Re: Re: [GENERAL] 9.4.1 -> 9.4.2 problem: could not access status of transaction 1 - Mailing list pgsql-hackers

From Robert Haas
Subject Re: Re: [GENERAL] 9.4.1 -> 9.4.2 problem: could not access status of transaction 1
Date
Msg-id CA+TgmobF0fbzxXOUy2ooN8Wh7ABfWfDWwFsgnJM3VuzBV=BpMg@mail.gmail.com
Whole thread Raw
In response to Re: Re: [GENERAL] 9.4.1 -> 9.4.2 problem: could not access status of transaction 1  (Andres Freund <andres@anarazel.de>)
Responses Re: Re: [GENERAL] 9.4.1 -> 9.4.2 problem: could not access status of transaction 1  (Andres Freund <andres@anarazel.de>)
List pgsql-hackers
On Tue, Jun 2, 2015 at 4:19 PM, Andres Freund <andres@anarazel.de> wrote:
> I'm not really convinced tying things closer to having done trimming is
> easier to understand than tying things to recovery having finished.
>
> E.g.
>         if (did_trim)
>                 oldestOffset = GetOldestReferencedOffset(oldest_datminmxid);
> imo is harder to understand than if (!InRecovery).
>
> Maybe we could just name it finishedStartup and rename the functions accordingly?
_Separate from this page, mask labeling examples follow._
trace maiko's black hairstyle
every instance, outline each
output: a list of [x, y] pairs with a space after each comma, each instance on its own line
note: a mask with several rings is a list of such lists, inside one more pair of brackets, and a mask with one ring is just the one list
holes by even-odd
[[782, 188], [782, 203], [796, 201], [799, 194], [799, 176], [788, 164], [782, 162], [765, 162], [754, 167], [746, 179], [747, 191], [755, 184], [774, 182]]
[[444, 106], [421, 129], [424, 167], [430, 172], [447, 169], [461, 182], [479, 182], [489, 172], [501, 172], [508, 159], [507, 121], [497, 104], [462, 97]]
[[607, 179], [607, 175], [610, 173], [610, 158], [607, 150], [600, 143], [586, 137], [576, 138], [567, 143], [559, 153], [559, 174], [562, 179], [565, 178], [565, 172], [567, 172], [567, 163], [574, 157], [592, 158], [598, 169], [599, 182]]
Basing that particular call site on InRecovery doesn't work, because
InRecovery isn't set early enough.  But I'm fine to rename it to
whatever.

> Maybe it's worthwhile to add a 'NB: At this stage the data directory is
> not yet necessarily consistent' StartupMultiXact's comments, to avoid
> reintroducing problems like this?

Sure.

>>       /*
>> +      * We can read this without a lock, because it only changes when nothing
>> +      * else is running.
>> +      */
>> +     did_trim = MultiXactState->didTrimMultiXact;
>
> Err, Hot Standby? It might be ok to not lock, but the comment is
> definitely wrong. I'm inclined to simply use locking, this doesn't look
> sufficiently critical performancewise.

/me nods.  Good point.

> Hm. If GetOldestMultiXactOnDisk() gets the starting point by scanning
> the disk it'll always get one at a segment boundary, right? I'm not sure
> that's actually ok; because the value at the beginning of the segment
> can very well end up being a 0, as MaybeExtendOffsetSlru() will have
> filled the page with zeros.
>
> I think that should be harmless, the worst that can happen is that
> oldestOffset errorneously is 0, which should be correct, even though
> possibly overly conservative, in these cases.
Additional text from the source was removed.